Hughes Hubbard's Paris office won dismissal of all criminal charges against the former head of a defunct French subsidiary of a U.S. company, who was accused of misusing $16 million in corporate assets.
 
On March 12, 2014, the investigating magistrate in charge of the case before the Grenoble Criminal Court, citing a lack of evidence, tossed the 13-year-old case against the American.
 
The dismissal followed favorable decisions Hughes Hubbard won in 2011 and 2012 from the Grenoble Court of Appeal and the investigating magistrate that dismissed some of the criminal charges.
 
The client had been under investigation ever since the company went bankrupt in 2001. He faced a fine of 375 thousand euros and five years in prison had he been convicted. Now he is free to return to France.
 
Hughes Hubbard based its arguments on both technical procedure and the merits, noting the invalidity of some of the procedural acts and that some of the facts were time-barred.
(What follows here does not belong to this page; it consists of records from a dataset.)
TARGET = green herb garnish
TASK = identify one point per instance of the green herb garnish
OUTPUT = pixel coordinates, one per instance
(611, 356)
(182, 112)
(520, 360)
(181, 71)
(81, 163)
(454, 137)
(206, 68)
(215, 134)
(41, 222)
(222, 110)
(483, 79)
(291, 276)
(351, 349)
Hughes Hubbard argued that the client did not make the decisions that led to the alleged misuse of assets and challenged the notion that the transfer of funds from the French subsidiary to other companies within the group was against the subsidiary’s interests. The judge agreed with Hughes Hubbard that there was no evidence to support the contention that the client deliberately intended to violate the law.
 
Marc Henry, Ludmilla Balandine and Marie-Agnès Nicolas represented the client in this case.